Thousands of patients taking effervescent and soluble medicines containing sodium are at greater cardiovascular risk than patients taking non-fizzing versions of the same drugs, a study has found.
In a study of over 1.2 million UK patients, those prescribed medicines containing sodium had a 16 per cent increased risk of a heart attack or stroke. Researchers found that taking the maximum daily dose of some medicines would actually exceed the UK recommended daily sodium limits.
If you are currently prescribed drugs containing sodium, it’s important not to simply stop taking your dose.
Dr Mike Knapton, our Associate Medical Director, said:
“We know that too much salt is linked to a higher risk of heart attack and stroke. What is interesting about this study is the suggestion that some prescribed medicines containing sodium may also raise your cardiovascular risk.

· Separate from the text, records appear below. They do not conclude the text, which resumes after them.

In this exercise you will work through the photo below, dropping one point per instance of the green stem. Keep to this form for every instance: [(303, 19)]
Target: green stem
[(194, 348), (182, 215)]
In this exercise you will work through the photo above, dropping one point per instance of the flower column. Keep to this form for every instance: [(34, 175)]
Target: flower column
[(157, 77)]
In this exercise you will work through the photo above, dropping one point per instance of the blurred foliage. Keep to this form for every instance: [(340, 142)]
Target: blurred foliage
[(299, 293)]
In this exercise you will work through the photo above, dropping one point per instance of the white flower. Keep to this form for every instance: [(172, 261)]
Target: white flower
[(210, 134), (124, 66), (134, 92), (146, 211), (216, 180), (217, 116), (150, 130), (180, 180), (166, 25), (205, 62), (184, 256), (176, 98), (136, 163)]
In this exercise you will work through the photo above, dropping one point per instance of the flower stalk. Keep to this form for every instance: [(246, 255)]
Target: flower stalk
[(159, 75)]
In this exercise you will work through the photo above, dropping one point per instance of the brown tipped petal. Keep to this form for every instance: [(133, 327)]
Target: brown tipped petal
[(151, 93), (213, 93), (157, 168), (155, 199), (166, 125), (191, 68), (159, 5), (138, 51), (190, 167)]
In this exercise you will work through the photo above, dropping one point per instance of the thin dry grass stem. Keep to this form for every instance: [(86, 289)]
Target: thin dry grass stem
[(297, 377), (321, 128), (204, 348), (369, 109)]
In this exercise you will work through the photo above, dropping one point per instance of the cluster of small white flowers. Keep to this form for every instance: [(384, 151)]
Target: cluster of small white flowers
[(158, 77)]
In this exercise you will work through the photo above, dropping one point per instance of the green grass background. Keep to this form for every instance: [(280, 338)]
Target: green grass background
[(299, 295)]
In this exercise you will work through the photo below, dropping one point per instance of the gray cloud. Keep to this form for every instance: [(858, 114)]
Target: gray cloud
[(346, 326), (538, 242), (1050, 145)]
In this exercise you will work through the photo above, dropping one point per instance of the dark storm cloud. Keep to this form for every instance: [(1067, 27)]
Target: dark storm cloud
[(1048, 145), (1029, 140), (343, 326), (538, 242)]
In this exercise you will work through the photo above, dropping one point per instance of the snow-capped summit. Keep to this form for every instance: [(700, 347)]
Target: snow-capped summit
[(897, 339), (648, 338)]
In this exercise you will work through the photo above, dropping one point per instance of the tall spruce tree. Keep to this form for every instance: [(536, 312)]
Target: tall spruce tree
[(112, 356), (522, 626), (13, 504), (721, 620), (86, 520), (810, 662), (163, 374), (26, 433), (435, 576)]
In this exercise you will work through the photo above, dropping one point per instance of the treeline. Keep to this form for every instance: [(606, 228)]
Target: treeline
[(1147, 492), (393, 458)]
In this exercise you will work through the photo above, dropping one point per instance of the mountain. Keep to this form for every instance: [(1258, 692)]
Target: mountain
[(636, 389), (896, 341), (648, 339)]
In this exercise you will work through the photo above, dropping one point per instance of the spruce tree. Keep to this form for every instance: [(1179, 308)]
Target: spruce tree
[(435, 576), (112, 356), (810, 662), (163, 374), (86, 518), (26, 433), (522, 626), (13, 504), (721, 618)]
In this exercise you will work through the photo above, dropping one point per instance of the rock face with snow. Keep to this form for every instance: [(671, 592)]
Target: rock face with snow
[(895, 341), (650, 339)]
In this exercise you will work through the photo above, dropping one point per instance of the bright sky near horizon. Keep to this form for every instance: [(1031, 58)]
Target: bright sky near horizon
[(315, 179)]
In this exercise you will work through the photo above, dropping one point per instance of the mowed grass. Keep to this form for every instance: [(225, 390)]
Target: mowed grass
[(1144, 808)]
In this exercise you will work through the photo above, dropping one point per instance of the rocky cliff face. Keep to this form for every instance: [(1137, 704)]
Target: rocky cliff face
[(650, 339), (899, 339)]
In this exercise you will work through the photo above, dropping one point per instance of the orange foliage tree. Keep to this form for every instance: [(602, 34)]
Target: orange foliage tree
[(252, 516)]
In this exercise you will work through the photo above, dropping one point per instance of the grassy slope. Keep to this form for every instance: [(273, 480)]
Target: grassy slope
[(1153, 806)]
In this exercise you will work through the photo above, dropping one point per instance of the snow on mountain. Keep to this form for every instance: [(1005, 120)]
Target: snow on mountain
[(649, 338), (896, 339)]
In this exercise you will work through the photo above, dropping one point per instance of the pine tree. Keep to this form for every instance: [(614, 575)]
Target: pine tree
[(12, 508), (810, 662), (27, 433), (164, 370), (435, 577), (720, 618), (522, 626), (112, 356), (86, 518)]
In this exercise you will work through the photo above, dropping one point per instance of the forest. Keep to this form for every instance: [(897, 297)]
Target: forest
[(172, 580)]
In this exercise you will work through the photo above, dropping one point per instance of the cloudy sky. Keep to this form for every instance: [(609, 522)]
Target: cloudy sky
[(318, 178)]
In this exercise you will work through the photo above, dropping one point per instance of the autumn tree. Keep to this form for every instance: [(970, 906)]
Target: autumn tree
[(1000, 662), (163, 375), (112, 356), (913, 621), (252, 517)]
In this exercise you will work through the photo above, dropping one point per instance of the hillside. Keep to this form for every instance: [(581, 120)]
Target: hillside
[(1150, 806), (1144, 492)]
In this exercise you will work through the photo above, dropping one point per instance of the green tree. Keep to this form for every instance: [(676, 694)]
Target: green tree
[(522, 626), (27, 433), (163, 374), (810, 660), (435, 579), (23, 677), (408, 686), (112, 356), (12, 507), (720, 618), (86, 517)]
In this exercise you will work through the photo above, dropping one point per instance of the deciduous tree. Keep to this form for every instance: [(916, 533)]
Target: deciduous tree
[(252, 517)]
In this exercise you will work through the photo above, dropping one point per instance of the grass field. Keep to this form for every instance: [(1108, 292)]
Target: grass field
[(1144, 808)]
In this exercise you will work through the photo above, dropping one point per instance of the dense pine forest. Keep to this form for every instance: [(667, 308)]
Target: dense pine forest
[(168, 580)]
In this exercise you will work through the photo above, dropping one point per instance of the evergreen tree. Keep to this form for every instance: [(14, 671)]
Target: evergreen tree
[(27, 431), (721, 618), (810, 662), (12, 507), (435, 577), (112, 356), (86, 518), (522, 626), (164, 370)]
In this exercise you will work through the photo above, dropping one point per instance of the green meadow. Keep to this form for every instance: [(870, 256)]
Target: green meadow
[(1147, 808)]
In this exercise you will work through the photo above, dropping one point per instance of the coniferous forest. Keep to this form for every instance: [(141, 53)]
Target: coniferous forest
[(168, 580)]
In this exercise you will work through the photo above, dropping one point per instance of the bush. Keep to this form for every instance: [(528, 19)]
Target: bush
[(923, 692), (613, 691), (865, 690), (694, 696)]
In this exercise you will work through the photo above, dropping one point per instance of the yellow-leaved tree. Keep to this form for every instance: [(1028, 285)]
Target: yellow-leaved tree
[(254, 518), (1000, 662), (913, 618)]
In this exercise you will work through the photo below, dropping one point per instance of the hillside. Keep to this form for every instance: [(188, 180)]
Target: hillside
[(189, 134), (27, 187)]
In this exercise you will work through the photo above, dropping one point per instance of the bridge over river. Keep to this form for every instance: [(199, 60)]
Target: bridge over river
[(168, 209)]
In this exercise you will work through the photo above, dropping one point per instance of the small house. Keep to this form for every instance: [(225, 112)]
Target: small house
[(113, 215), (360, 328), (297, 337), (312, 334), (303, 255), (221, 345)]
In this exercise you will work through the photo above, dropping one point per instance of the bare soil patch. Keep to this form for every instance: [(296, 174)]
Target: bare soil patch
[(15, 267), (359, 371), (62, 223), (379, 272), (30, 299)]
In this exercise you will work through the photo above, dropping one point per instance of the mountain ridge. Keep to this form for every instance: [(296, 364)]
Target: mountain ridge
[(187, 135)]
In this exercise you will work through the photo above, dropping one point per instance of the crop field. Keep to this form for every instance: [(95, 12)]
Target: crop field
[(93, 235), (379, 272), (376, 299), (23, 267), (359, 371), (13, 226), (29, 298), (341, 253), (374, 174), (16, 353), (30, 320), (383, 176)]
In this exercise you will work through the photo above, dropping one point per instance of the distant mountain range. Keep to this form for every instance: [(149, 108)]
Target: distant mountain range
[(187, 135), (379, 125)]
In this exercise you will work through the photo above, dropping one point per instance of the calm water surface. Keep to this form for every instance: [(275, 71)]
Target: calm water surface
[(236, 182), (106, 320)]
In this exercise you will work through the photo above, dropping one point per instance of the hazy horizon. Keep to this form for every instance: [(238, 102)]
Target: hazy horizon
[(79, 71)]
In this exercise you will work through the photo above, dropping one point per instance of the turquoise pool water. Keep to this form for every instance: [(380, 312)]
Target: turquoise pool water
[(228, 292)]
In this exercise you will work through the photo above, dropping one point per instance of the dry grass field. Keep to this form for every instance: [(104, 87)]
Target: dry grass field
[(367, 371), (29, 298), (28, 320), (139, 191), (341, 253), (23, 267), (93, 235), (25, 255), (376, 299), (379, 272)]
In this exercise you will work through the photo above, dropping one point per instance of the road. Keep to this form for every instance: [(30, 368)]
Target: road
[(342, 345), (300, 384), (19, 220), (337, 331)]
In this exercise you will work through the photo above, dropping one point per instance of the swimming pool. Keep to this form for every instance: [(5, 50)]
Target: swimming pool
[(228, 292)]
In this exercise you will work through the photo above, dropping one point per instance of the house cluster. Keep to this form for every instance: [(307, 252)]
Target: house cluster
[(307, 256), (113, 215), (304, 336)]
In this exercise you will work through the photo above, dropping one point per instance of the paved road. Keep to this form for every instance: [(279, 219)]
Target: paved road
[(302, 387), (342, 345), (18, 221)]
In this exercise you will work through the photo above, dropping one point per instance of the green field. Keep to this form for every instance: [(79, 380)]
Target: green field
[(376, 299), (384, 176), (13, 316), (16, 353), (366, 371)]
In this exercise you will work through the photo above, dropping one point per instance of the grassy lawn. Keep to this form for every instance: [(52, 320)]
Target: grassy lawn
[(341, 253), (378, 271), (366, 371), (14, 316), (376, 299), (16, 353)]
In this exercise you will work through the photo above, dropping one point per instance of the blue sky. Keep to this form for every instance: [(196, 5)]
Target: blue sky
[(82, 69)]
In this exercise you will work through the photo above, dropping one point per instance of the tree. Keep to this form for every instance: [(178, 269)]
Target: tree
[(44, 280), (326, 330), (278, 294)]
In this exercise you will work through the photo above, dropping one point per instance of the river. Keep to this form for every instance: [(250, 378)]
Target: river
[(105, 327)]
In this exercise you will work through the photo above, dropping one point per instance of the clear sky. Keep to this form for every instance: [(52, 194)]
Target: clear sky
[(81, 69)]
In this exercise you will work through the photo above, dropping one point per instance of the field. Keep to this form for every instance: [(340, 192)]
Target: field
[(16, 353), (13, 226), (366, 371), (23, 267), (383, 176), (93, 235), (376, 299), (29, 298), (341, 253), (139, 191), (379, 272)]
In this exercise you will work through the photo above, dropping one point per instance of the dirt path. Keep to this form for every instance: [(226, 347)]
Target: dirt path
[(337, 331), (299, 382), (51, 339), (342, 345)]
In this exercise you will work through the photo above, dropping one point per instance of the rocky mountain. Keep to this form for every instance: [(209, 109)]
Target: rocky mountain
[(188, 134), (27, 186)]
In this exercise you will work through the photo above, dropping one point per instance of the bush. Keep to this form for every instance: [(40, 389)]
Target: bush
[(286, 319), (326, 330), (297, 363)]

“It’s important to remember that this research applies to people who are taking these medicines regularly – this does not mean that occasional use could damage your heart health. To give us an idea of whether these risks translate for medicines bought over the counter, we would need to see further research focusing on non-prescription medication.
“This is an important reminder for doctors and patients to carefully consider the risks and benefits of soluble or effervescent medicines at the time of prescription. If you are currently prescribed drugs containing sodium, it’s important not to simply stop taking your dose – make an appointment with your doctor to discuss any concerns.”